The primary limitation of this study is that key informants were used to develop the list of Mozambican physicians trained outside of Mozambique and to provide information on colleagues’ work status. As a result, the list of physicians trained outside of Mozambique may be incomplete and there may be errors in the classification of the work status and location for physicians in the sample. Because of the relatively high rate of movement in the public sector, misclassification of work status would be expected to lead to underestimates in the degree of physician migration. However, given the extensive triangulation of data from multiple sources, including provincial and hospital human resource records as well as multiple proxy reports, we believe that this bias is unlikely to be substantial and does not greatly affect our conclusions. In addition, we were unable to account for part-time income generation activities outside public sector functions that may be important in explaining why physicians with clinical specialties are less likely to leave the public sector. A second limitation is the focus on physicians, without considering the full range of cadres (such as non-physician clinicians or técnicos de medicina, nurses, pharmacists and laboratory technicians) that play management and clinical roles within the public sector, and who are in high demand for employment in the international aid community.

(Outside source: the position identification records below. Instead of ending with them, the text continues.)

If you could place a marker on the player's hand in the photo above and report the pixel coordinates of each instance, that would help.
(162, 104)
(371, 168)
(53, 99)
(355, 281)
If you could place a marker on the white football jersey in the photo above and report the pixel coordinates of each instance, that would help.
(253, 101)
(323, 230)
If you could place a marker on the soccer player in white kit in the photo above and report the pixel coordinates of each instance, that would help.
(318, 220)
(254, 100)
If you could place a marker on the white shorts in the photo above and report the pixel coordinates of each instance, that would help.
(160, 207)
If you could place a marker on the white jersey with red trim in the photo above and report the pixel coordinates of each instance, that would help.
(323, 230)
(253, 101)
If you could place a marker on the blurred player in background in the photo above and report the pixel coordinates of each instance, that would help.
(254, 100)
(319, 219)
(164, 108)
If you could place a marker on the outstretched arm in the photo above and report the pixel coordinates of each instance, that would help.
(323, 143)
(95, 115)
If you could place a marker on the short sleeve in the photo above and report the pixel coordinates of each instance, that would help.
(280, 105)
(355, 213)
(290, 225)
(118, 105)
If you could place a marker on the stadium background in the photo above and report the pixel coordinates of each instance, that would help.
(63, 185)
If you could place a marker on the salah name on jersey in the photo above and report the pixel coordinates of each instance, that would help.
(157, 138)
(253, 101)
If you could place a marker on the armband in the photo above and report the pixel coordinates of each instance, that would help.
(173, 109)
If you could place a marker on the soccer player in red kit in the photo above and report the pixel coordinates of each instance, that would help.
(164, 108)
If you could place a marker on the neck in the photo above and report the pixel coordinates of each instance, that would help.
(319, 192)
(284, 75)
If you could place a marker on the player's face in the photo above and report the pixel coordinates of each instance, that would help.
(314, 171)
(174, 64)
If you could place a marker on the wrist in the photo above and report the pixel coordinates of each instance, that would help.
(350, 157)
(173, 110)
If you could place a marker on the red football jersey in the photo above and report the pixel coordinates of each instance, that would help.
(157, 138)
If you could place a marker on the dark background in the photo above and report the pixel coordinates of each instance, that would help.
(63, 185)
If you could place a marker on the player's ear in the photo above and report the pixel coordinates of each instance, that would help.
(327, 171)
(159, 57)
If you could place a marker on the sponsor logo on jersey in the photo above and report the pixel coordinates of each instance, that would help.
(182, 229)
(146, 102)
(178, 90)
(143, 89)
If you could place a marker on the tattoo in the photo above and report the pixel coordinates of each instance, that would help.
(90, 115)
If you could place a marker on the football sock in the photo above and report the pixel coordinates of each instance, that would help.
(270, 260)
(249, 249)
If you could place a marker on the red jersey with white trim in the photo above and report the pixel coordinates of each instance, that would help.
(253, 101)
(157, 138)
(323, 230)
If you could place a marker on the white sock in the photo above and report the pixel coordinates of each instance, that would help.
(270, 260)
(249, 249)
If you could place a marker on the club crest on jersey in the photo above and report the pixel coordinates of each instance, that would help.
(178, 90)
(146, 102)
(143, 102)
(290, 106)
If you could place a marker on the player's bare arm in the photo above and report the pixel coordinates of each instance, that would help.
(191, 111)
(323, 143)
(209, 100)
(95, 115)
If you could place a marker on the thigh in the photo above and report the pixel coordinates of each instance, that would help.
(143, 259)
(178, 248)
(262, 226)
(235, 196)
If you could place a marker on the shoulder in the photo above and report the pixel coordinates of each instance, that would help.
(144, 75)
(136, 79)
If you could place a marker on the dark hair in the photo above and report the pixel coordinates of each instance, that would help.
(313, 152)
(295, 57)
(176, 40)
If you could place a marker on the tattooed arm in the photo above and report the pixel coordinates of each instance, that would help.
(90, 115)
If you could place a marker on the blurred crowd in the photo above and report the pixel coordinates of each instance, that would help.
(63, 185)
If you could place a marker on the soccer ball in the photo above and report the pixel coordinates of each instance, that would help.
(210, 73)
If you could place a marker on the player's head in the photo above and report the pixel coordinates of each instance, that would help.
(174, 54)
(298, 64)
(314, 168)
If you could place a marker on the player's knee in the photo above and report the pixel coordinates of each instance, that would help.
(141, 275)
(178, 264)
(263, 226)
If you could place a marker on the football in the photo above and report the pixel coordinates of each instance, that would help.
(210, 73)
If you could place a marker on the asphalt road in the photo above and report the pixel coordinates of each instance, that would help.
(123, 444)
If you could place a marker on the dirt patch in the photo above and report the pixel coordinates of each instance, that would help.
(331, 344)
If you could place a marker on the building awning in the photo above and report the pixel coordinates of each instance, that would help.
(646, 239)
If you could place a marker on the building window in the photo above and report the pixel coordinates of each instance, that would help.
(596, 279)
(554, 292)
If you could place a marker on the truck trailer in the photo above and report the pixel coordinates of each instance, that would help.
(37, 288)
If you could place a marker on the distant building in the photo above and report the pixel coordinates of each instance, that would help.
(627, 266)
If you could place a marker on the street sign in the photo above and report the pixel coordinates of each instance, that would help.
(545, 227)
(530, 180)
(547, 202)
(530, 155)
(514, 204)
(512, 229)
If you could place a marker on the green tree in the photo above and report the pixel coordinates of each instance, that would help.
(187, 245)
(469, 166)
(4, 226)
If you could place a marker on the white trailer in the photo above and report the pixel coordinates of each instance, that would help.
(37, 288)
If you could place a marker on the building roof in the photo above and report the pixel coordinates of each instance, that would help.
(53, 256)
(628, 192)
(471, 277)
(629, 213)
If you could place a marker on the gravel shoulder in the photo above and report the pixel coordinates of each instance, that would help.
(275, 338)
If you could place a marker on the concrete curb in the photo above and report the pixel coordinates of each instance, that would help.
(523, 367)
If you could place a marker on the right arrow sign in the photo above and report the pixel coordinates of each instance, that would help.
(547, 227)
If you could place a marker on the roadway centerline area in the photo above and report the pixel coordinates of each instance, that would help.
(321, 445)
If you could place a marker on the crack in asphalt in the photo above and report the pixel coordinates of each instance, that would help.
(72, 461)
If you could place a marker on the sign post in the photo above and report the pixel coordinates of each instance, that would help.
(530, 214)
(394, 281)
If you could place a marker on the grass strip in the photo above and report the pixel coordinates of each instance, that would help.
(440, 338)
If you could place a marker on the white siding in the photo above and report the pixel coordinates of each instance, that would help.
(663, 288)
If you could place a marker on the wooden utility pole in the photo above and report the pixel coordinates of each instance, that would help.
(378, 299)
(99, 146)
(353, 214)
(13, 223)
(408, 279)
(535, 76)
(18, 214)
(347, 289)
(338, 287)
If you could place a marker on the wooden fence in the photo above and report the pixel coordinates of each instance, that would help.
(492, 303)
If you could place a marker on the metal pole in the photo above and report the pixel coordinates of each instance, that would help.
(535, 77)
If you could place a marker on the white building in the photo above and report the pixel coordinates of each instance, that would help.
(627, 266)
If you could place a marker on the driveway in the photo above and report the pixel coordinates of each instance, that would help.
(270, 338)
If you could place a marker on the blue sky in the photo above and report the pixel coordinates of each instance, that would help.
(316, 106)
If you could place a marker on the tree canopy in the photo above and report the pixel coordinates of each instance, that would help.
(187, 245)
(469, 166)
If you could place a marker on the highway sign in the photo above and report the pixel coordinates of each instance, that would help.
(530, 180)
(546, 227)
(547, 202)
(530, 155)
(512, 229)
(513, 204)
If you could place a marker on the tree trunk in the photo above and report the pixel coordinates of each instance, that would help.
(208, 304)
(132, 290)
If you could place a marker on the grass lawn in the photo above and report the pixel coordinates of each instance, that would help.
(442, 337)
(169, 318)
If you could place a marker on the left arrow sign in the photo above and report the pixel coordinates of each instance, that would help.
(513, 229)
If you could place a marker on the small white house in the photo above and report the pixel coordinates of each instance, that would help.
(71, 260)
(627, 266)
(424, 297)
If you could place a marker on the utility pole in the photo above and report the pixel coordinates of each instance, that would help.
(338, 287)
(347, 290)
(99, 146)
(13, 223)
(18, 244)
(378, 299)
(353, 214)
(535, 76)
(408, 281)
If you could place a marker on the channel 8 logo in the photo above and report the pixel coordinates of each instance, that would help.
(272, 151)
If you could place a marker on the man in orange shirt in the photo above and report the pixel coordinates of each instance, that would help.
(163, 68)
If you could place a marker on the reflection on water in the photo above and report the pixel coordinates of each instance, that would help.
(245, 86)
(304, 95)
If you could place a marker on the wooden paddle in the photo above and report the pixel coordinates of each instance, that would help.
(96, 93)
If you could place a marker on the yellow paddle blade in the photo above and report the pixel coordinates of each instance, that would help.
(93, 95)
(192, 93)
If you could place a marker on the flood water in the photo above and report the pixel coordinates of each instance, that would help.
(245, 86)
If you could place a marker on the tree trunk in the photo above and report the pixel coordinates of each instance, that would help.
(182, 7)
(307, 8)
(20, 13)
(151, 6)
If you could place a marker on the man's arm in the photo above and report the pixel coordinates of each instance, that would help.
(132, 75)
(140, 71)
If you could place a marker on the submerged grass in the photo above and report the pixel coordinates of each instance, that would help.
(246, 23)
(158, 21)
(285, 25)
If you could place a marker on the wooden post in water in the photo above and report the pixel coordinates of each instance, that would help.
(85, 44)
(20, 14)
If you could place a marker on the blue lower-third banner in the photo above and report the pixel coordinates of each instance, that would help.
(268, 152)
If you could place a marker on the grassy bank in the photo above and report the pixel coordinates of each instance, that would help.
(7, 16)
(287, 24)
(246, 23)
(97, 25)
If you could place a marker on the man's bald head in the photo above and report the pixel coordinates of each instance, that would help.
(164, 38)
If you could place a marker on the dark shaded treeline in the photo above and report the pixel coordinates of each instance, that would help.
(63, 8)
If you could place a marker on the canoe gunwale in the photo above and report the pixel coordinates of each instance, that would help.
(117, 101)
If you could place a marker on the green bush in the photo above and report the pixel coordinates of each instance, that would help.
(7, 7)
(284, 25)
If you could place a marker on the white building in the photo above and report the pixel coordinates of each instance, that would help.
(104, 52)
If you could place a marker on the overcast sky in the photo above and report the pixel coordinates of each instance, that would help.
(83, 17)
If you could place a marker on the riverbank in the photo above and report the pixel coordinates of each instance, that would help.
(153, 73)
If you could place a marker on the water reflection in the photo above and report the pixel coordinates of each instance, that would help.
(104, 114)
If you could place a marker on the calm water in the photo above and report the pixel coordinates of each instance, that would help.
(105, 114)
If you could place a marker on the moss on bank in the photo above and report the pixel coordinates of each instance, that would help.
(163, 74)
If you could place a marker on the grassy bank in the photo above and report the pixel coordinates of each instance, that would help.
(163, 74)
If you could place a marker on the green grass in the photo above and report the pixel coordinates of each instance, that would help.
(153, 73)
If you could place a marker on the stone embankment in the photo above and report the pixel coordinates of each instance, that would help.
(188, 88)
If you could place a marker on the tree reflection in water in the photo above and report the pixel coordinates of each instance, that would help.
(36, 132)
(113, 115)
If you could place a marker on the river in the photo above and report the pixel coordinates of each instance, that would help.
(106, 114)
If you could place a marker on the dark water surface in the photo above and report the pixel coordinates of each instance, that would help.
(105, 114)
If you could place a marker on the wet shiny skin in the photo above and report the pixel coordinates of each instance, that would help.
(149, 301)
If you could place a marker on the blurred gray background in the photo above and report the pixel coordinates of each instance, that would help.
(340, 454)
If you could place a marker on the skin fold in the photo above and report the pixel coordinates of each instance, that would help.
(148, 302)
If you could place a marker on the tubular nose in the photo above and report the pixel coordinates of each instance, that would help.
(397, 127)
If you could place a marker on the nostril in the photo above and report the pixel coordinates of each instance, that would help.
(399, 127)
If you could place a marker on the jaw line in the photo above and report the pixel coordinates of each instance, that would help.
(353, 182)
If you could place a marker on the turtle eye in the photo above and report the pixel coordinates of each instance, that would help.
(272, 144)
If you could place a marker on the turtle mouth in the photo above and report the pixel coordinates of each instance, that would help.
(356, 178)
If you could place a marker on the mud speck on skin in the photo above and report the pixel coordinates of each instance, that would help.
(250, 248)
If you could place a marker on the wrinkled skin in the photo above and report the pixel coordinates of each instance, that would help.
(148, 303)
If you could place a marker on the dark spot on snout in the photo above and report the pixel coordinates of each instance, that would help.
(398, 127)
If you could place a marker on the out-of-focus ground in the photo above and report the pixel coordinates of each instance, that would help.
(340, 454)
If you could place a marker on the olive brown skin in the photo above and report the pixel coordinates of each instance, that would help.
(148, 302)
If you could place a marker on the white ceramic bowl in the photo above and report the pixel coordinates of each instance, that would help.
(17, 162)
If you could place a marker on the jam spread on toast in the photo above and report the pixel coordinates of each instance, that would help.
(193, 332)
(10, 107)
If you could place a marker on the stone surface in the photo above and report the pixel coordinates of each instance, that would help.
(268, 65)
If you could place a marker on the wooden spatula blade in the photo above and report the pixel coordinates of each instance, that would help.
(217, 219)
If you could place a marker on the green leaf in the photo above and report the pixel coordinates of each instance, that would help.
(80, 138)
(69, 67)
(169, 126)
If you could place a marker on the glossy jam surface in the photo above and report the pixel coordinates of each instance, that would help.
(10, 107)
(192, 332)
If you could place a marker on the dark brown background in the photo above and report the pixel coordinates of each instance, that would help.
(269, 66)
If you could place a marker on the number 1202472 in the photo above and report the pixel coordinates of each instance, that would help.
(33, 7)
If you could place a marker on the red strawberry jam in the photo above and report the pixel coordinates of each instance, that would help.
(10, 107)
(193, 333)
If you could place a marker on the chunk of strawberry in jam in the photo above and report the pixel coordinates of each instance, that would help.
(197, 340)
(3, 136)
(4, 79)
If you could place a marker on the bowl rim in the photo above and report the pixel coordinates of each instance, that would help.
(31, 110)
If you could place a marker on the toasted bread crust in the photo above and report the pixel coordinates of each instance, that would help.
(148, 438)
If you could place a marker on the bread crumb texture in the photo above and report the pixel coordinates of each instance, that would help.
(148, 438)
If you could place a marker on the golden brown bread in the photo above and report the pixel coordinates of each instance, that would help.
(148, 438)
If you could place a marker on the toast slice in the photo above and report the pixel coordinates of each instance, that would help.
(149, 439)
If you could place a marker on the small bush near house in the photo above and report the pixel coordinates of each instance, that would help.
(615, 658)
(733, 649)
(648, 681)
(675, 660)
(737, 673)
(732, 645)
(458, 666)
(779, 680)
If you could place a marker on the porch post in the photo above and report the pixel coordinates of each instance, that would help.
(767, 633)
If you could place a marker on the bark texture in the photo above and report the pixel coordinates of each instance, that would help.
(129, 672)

The MOH has taken a number of steps to ameliorate the impact of physician flight from the public sector. It has expanded pre-service training capacity for physicians to replace those who no longer are active in the public sector by increasing medical school class size and by increasing the number of medical schools in the country from one to four (including two additional public universities – Lúrio University in Nampula province and Zambeze University in Tete province – and the private Catholic University of Mozambique in Sofala province). As a result, the annual production capacity for new physician graduates currently exceeds 100, compared with an average of less than 21 from Eduardo Mondlane University in the 25-year period between 1980 and 2004. Workforce expansion has also accelerated for non-physician cadres to substitute clinical and management tasks currently under the responsibility of physicians. Working conditions have improved through strengthened management and logistics systems, as well as health facility rehabilitation. Both across the board and targeted incentives for key management positions have been provided to reduce the salary differential between the public sector and international NGOs and donor agencies. Finally, codes of conduct have been signed with donor agencies and NGOs to limit hiring skilled staff away from the MOH
[31],
[32].
Despite concrete steps taken by the MOH to stem the flow of workers from the public sector, these efforts have failed prevent the loss of these valuable resources. Ultimately these approaches will not succeed until international agencies take responsibility for their role in contributing to physician migration, and in particular internal migration. Our results indicate that the magnitude of internal migration occurs more frequently than external migration, particularly to the NGO sector, and given the now widely recognized urgency to strengthen struggling public sector health systems and the dramatic increase in resources available through global health initiatives, frank reflection by donors and NGOs is needed on how their hiring practices and projects may undermine the very systems they seek to strengthen.